Conversion routine for YOTC data

 

At the end of 2014 we introduced a new conversion routine and new file format and names. Main differences are:

1)   name and directory structure follow the CMIP5 DRS conventions;

2)   variable names follow the CMIP5 naming conventions where possible, otherwise we kept the ECMWF short names;

3)   we adapted the metadata to follow the CF conventions, in particular standard names have been used whenever available;

4)    we introduced a md5 checksum by variable as an attribute in the file, so the integrity of the data values can be assessed even if changes are done in the future to file names or other metadata;

5)    we stoppped using ncl which presented memory issues, had less flexibility and required more scripting, we started using a combination of cdo to go from grib to netcdf and nco/ncks to change the metadata.

 

As before we used a python script to create and submit to the queue the bash scripts which are contains the sequence of cdo and nco commands.

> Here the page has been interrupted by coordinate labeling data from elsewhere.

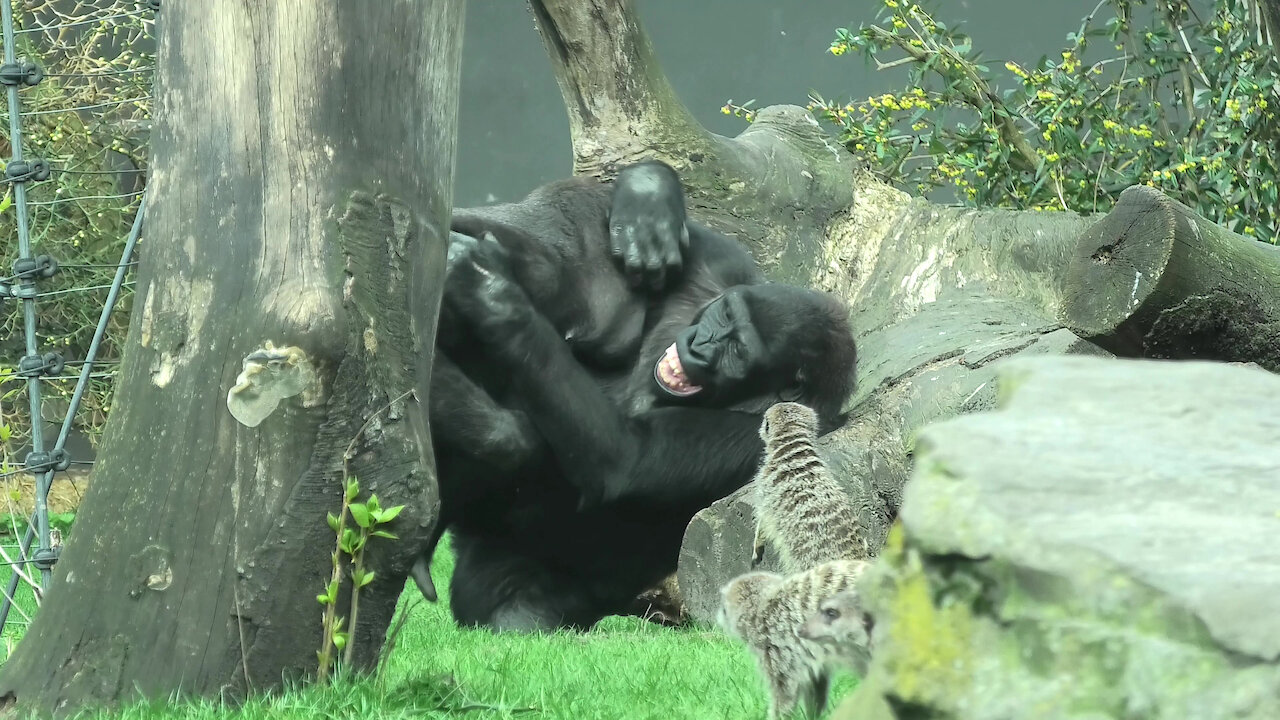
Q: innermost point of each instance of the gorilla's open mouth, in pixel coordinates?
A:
(671, 374)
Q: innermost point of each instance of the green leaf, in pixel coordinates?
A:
(360, 514)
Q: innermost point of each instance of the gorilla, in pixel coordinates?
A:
(602, 368)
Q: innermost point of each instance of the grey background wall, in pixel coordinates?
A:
(513, 133)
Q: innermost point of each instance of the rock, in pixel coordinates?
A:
(1102, 546)
(935, 364)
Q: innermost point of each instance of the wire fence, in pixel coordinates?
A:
(77, 76)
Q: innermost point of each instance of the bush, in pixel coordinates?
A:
(1180, 103)
(87, 119)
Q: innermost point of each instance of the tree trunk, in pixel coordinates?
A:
(1155, 278)
(936, 292)
(301, 190)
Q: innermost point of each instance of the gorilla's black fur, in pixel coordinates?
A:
(600, 372)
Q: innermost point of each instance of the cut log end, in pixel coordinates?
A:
(1118, 263)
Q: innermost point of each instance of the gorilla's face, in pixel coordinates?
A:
(750, 342)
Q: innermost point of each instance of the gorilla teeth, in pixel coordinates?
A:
(671, 374)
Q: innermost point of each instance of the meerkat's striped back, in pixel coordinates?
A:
(804, 513)
(764, 611)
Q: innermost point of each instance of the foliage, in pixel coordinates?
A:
(81, 215)
(351, 542)
(1179, 101)
(625, 669)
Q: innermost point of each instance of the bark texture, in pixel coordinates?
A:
(936, 292)
(1155, 278)
(301, 190)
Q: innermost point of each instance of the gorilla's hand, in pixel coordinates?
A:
(479, 290)
(647, 223)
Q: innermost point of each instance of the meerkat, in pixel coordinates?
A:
(799, 505)
(842, 628)
(764, 610)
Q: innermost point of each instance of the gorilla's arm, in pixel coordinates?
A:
(466, 418)
(671, 456)
(581, 226)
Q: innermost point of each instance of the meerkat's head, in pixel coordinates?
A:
(740, 597)
(840, 625)
(787, 417)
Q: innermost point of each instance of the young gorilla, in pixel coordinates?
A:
(632, 408)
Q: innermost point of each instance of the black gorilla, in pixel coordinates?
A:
(583, 413)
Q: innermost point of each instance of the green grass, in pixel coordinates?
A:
(622, 669)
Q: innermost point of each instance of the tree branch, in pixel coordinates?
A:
(620, 104)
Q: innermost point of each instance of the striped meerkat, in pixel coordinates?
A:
(800, 507)
(812, 520)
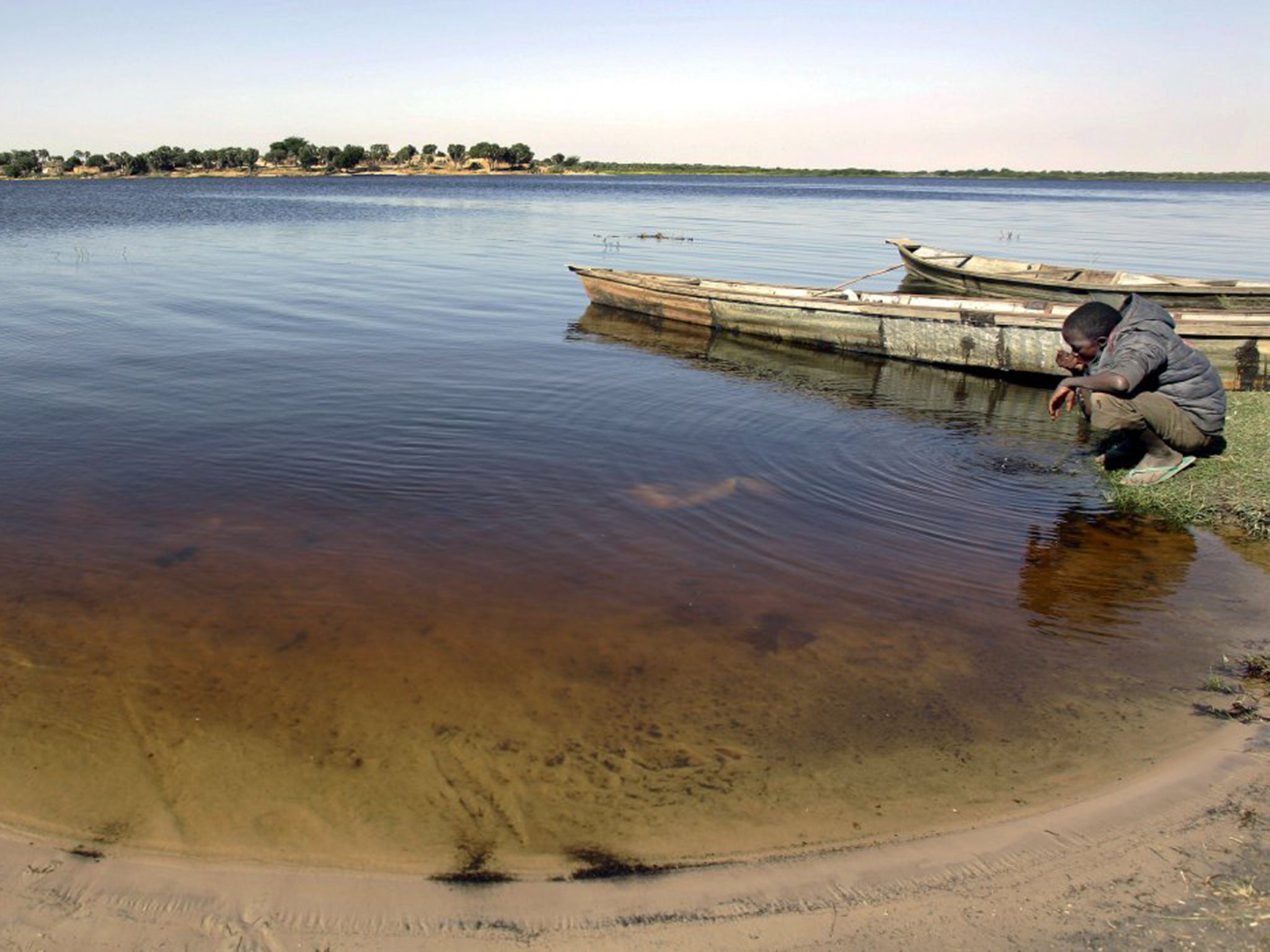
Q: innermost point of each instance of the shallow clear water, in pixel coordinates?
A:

An example of a bash script to convert eastward air velocity is shown and commented below.

 

Loading necessary modules, moving to working directory:

 

#! /bin/bash -l

        module load netcdf/4.3.0

        module load cdo/1.6.4

        module load nco/4.3.8

        cd /g/data1/rq7/YOTC/Scripts/Run/oper_an_pl/

 

The first line of actual code is a sequence of cdo commands:

 

cdo -f nc4 -z zip_5 -setpartabp,/g/data1/rq7/YOTC/Scripts/cdo_param_table -seldate,2008-05-21 -setreftime,2008-05-01,00:00:00 /g/data1/rq7/YOTC/grib/oper_an_pl/U/2008/U_yt_oper_an_pl_0125x0125_90N0E90S35925E_20080521_20080525 ua_6hrs_YOTC_historical_an-pl_20080521.nc

 

“-f nc4” sets the output netcdf file format as netCDF4 – HDF5. This format supports per-variable compression, for a reference https://www.unidata.ucar.edu/software/netcdf/docs/netcdf/NetCDF_002d4-Format.html

 

 “-z zip_5” sets the compression level to 5, which is a good compromise between size and writing/reading speed, this is based both on experiments conducted by the CMS and in available literature

{references: www.hdfgroup.org/pubs/papers/2008-06_netcdf4_perf_report.pdf

http://www.unidata.ucar.edu/blogs/developer/entry/converting_grib_to_netcdf_4 }

 

“-setpartabp,/g/data1/rq7/YOTC/Scripts/cdo_param_table” tells cdo to use the indicated parameter table to retrieve metadata about the variable.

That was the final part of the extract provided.